We have in this House had the spectacle, as recently as this week, of one member - I might almost say a leading member if the term " leadership " could be related to the chaotic group sitting opposite - a senior member of the Labour 1 party, who was given, apparently, an open go on one of the major television stations in Sydney only last week-end, with results, apparently, not so happy for him or his colleagues. But, Sir, at least our experience has been that this variety of viewpoint has been allowed to express itself, whether it be political viewpoints or viewpoints on great social questions of the day.

I do not intend to cover again the answers I gave the other night. I believe they were answers which commended themselves to most people in this Parliament; and I am quite certain the attitude adopted by this Government would be endorsed by the overwhelming majority of prospective television viewers in Adelaide and Brisbane.


Mr Ward - Who made representations to the Government?


Mr HAROLD HOLT (HIGGINS, VICTORIA) - So far as I am concerned, nobody made representations to me, and that is the experience of my colleagues as well. The first consideration I found it necessary to give to these matters was the Cabinet discussion in which we had a report before us and were able to deal with it on its merits. I said a little earlier that one would think that honorable gentlemen opposite could make up their minds where they stood. First, they charge us with being in the grip of the bureaucrats. Then they criticize us because we will not give a television licence to only one commercial operator. Yet, in the next breath they inveigh against the monopolists of Australia and say that our actions are promoting monopolies.

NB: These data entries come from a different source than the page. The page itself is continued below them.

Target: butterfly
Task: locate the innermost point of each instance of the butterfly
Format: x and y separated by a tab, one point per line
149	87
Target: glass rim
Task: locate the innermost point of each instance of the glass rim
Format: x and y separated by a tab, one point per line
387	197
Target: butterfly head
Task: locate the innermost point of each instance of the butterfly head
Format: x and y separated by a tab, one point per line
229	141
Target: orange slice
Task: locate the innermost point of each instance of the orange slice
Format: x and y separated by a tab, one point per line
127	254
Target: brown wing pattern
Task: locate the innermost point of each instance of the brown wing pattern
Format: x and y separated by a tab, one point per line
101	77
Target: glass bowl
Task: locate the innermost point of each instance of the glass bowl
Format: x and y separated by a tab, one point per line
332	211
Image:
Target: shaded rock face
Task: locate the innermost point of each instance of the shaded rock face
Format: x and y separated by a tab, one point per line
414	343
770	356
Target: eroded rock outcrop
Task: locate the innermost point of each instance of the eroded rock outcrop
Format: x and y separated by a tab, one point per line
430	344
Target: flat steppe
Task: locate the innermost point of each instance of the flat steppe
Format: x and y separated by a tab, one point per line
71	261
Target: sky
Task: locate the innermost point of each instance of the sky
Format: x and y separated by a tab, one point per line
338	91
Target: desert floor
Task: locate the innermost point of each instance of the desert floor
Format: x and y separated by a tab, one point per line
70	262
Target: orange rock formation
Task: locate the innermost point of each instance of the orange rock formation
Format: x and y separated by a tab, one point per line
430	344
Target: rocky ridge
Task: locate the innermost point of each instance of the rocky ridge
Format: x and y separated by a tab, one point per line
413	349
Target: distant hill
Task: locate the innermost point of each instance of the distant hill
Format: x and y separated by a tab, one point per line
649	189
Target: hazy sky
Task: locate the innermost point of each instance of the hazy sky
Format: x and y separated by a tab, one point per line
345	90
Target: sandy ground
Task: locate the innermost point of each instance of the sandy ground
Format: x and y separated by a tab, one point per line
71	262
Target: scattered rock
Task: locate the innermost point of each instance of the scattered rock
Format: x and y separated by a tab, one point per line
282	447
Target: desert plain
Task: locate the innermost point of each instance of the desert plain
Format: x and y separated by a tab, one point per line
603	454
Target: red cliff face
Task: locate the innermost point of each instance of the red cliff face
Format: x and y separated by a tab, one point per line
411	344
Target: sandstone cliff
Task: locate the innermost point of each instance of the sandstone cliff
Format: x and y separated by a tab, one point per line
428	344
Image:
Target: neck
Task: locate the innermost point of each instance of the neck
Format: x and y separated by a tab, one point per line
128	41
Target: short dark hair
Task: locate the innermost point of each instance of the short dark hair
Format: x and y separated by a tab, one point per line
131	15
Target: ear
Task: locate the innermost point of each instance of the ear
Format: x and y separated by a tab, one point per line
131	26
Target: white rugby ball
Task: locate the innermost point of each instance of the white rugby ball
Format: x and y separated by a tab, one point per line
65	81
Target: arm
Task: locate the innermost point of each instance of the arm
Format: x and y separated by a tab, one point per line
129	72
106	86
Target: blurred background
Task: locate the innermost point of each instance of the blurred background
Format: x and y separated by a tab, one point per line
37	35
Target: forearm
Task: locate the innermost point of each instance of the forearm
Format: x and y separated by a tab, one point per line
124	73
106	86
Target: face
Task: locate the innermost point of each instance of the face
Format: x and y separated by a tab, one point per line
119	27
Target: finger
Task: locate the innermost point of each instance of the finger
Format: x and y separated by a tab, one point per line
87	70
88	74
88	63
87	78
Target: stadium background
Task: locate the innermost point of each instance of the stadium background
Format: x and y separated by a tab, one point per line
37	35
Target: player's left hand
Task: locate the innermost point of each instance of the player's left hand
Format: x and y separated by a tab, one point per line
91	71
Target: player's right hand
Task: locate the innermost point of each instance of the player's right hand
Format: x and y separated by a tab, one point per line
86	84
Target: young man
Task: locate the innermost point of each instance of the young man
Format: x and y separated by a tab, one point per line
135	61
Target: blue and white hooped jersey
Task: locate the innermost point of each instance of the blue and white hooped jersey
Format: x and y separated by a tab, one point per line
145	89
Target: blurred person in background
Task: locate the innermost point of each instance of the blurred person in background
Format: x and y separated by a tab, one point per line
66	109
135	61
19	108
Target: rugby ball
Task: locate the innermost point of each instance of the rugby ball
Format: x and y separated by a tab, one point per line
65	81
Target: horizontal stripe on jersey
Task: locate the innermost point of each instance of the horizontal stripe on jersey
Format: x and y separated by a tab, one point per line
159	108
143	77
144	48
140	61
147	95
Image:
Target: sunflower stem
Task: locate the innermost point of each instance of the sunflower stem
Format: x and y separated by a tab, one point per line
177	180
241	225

Of course, the real fact of the matter is - if you can go beyond this confusion of utterances which come from the other side of the printed word of the policy of the Australian Labour party and the platform to which every honorable member opposite has given his solemn pledge - that the policy of the Labour party is the nationalization of radio and television. About the only man on the Labour side who has been honest enough to stand up to his pledged word is the Deputy Leader of the Opposition. The Leader of the Opposition will not openly subscribe to that policy because he has his eye to political repercussions. He sees how embarrassing it could be, with an election looming, to have the people in control of press, radio and television in Australia informed that nationalization of radio and television is the pledged policy of honorable gentlemen who would form the alternative government of this country. But is not that the fact? Is not that where their policy stands? Is not that the pledge they have given? It is open for them to make their denials or accept what they have put forward as their published policy on this matter. The honorable member for Yarra would be doing the country and his party better service if, instead of embarking on this range of invective which he has let loose to-night, he stood honestly up to the policy to which he, in common with the others who sit by him, are pledged to give effect.

Question resolved in the affirmative.